Nun ist die erste dieser Studien von 1994 publiziert worden, sie spricht so breit wie allgemein von erhöhten Todesraten und Fehlgeburten, für Letztere gibt wenigstens eine frühere kleine Studie Auskunft: Von 865 Schwangeren erlitten 44 Prozent Fehlgeburten. Und von den Kindern, die heute zur Welt kommen, haben manche Syndaktylie, zusammengewachsene Finger oder Zehen. "Nach zwanzig Jahren hätten sie schon mit wenigstens einigen vollständigen Daten herauskommen können", kritisiert Shyam Agrawal, ein Onkologe, der die Giftgas-Opfer berät (Science, 306, S. 1670).
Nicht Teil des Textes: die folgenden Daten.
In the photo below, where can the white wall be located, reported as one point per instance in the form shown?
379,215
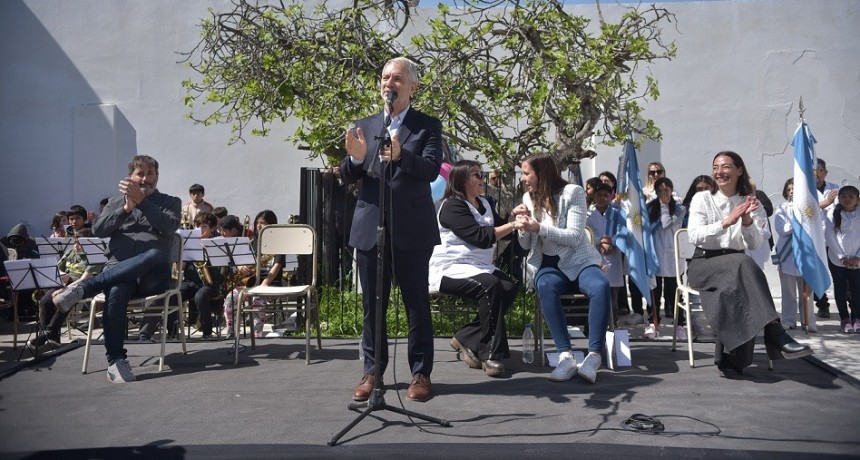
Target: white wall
85,85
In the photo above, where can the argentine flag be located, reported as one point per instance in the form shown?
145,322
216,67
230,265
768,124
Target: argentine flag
630,225
807,217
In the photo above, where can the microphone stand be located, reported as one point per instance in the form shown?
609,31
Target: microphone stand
376,401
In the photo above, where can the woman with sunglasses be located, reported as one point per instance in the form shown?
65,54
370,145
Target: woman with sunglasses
463,266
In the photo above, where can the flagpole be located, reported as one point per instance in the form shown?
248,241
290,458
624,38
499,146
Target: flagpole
805,309
805,304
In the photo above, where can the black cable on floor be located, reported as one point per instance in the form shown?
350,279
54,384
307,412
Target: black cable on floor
641,423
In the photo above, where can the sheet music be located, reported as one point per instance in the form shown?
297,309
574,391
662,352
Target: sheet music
192,249
53,247
33,273
232,251
95,248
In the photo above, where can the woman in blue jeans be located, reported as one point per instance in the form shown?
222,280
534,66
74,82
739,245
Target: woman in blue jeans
561,260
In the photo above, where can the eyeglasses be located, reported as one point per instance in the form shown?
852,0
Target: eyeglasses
716,168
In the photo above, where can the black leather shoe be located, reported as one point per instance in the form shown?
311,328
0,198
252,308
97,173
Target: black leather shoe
466,355
493,368
781,346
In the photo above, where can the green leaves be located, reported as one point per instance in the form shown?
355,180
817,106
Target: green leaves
506,78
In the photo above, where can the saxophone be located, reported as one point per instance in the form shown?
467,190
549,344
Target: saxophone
244,280
246,223
185,221
203,272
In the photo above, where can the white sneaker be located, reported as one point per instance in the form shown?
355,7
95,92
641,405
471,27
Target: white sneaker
565,369
588,368
120,372
67,299
634,319
651,331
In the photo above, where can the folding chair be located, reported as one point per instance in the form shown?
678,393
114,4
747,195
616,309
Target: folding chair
683,251
10,297
283,239
575,306
143,306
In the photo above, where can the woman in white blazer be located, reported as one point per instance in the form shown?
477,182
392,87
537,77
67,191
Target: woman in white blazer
562,260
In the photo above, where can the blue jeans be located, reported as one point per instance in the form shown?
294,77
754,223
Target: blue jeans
551,283
145,274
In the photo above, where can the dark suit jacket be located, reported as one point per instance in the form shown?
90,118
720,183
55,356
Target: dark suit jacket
409,206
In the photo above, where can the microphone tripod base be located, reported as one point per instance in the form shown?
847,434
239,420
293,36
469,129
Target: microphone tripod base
376,402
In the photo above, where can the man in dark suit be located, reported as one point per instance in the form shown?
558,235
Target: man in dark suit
407,167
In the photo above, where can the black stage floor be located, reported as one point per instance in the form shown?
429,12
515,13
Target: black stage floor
273,405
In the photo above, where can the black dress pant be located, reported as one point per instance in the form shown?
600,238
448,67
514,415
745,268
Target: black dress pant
494,293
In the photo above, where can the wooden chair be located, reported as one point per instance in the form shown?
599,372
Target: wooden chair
683,251
144,307
286,239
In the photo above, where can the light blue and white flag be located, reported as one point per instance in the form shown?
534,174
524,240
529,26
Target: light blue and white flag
807,217
630,224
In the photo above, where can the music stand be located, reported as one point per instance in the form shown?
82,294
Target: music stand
230,252
376,401
53,247
27,274
192,249
95,249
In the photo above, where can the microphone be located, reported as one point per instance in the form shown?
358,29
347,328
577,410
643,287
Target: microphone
390,97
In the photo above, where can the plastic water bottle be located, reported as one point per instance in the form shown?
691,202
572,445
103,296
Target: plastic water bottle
528,345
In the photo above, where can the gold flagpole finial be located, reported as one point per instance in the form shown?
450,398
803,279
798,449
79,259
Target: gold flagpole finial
801,108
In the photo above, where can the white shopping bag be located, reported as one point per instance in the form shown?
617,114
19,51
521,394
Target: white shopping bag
618,349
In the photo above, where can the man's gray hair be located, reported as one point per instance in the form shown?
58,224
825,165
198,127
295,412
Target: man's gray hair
141,160
408,64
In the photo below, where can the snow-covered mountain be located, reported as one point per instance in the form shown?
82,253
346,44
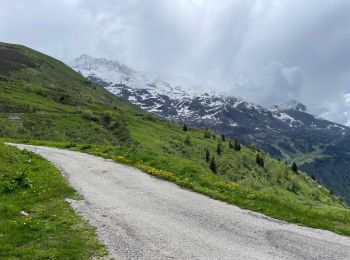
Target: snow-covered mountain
183,100
284,130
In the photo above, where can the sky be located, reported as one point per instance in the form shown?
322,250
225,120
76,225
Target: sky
265,51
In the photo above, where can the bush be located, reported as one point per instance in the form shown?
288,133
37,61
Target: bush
223,137
207,133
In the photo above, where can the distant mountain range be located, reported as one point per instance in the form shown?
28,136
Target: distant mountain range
285,131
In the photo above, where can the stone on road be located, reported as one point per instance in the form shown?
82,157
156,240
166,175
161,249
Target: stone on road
138,216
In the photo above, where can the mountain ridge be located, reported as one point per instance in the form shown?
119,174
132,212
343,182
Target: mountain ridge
286,131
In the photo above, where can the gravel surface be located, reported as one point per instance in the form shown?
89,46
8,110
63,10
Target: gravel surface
141,217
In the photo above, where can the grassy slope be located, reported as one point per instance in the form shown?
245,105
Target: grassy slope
34,111
52,230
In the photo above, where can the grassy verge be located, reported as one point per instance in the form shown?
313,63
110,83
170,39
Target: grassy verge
49,228
277,203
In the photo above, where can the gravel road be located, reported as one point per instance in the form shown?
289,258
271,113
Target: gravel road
141,217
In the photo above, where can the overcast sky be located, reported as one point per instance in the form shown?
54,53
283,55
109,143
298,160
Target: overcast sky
266,51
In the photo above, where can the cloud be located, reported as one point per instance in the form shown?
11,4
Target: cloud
282,49
275,84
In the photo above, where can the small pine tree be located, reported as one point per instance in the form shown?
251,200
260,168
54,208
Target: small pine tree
259,160
207,155
294,167
252,147
230,144
218,149
188,140
236,145
212,165
207,133
223,137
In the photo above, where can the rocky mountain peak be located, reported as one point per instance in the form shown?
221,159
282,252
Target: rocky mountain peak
290,105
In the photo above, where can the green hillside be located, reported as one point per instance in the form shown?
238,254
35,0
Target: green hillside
48,228
42,101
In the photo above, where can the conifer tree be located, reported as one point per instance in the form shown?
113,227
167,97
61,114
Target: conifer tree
207,155
212,165
223,137
188,140
230,144
294,167
259,160
236,145
207,133
218,149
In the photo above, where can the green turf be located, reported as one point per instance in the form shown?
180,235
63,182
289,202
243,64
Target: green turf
51,230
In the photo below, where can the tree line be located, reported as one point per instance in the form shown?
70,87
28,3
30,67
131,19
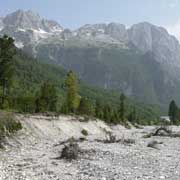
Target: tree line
46,98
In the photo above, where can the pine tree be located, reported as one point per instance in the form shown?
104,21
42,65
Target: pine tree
7,52
99,110
47,99
173,109
85,107
72,98
122,108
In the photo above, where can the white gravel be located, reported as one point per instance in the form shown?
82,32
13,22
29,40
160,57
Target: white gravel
31,154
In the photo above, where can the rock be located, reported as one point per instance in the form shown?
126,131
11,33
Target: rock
154,144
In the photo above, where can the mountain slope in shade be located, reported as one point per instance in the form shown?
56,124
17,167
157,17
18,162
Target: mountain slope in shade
143,61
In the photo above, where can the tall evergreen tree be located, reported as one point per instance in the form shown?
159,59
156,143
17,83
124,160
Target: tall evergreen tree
122,107
85,107
47,99
7,52
173,109
72,97
99,109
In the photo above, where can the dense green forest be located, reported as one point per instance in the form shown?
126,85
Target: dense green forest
39,87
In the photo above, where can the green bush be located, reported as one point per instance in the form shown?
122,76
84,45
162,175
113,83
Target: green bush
84,132
8,124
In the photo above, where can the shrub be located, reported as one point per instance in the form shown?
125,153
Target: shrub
84,132
70,151
8,124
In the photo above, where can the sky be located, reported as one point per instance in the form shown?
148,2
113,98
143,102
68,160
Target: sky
75,13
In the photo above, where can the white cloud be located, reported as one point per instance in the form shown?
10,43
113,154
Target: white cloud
173,3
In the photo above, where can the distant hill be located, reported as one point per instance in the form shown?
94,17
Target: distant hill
142,61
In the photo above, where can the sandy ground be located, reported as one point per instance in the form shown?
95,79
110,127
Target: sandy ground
31,154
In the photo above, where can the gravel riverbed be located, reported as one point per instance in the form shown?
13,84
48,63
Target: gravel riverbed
28,156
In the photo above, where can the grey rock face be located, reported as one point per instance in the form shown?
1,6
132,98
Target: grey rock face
166,49
30,20
117,31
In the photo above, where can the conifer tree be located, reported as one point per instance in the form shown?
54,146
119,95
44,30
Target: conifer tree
122,108
173,110
85,107
7,52
47,99
72,98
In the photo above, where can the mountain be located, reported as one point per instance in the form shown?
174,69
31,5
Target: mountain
31,73
143,61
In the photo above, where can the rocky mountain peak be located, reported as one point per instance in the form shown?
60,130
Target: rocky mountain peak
25,20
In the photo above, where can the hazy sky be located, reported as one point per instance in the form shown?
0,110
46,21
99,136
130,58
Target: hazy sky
74,13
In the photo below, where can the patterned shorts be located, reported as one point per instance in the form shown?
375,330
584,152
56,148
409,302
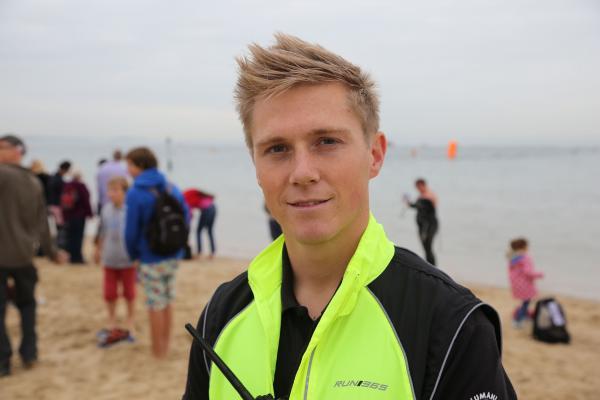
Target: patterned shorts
158,281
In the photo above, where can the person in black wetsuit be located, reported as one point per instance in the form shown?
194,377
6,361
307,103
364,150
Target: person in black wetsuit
426,217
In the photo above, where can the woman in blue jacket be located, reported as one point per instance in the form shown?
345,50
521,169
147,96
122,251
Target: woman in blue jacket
157,271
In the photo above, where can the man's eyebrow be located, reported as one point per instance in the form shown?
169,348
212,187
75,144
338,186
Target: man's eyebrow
270,141
328,131
315,132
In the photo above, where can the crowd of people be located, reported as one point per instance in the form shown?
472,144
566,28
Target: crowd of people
131,189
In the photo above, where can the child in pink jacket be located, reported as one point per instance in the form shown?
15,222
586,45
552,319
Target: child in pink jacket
522,275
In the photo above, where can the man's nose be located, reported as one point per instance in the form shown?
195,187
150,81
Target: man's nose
304,169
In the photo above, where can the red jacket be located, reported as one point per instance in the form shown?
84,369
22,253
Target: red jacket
522,275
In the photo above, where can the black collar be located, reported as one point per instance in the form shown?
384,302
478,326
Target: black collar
288,298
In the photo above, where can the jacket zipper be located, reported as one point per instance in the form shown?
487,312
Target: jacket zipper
312,354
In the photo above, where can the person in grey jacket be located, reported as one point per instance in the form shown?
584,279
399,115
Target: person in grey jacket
23,230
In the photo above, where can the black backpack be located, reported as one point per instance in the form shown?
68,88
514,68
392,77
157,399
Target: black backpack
167,231
549,322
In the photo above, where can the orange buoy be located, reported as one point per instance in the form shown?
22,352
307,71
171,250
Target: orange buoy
452,148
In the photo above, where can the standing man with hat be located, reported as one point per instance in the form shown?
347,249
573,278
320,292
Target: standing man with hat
23,229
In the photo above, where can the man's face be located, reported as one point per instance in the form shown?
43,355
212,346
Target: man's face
313,162
116,194
133,169
9,154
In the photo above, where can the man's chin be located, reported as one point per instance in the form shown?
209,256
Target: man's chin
313,237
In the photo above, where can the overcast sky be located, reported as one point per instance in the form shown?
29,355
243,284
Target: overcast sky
480,71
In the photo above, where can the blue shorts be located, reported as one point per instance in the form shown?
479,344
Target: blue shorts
158,281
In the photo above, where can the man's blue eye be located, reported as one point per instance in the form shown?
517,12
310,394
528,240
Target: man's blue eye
327,141
278,148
Ein Onkologe? Die Giftwolke steht auch unter Verdacht, Tumore verursacht zu haben. Vielleicht hätten sie sich verhindern lassen, vielleicht wird auch deshalb so wenig publik: Bei den ersten Opfern war den Ärzten eine "kirschrote" Lunge aufgefallen, sie führten das auf Wasserstoff-Cyanid (Blausäure) zurück, das an Hämoglobin bindet und es daran hindert, Sauerstoff zu transportieren. Zum Entgiften gibt es ein Mittel, Natriumthiosulfat, es wurde auch bei einigen Patienten eingesetzt, aber nicht bei vielen, man wusste ja nicht, was in der Wolke war. Deshalb will Ramana Dhara, eine indische Umwelttoxikologin in den USA, den Unfall in kleinem Maßstab nachspielen, auf einem Testgelände des US-Energie-Ministeriums für gefährliche Materialien in Nevada. Dazu braucht es nur noch Geld, aber die Aussichten stehen nicht schlecht: Zwanzig Jahre nach Bhopal hat die Welt andere Sorgen, die vor Terrorattacken, die auch gegen Chemiefabriken gerichtet sein könnten. Und Bhopal? Dort rottet die verwaiste Fabrik immer noch vor sich hin, Augenzeugen berichten von größeren Mengen frei herumliegender Chemikalien.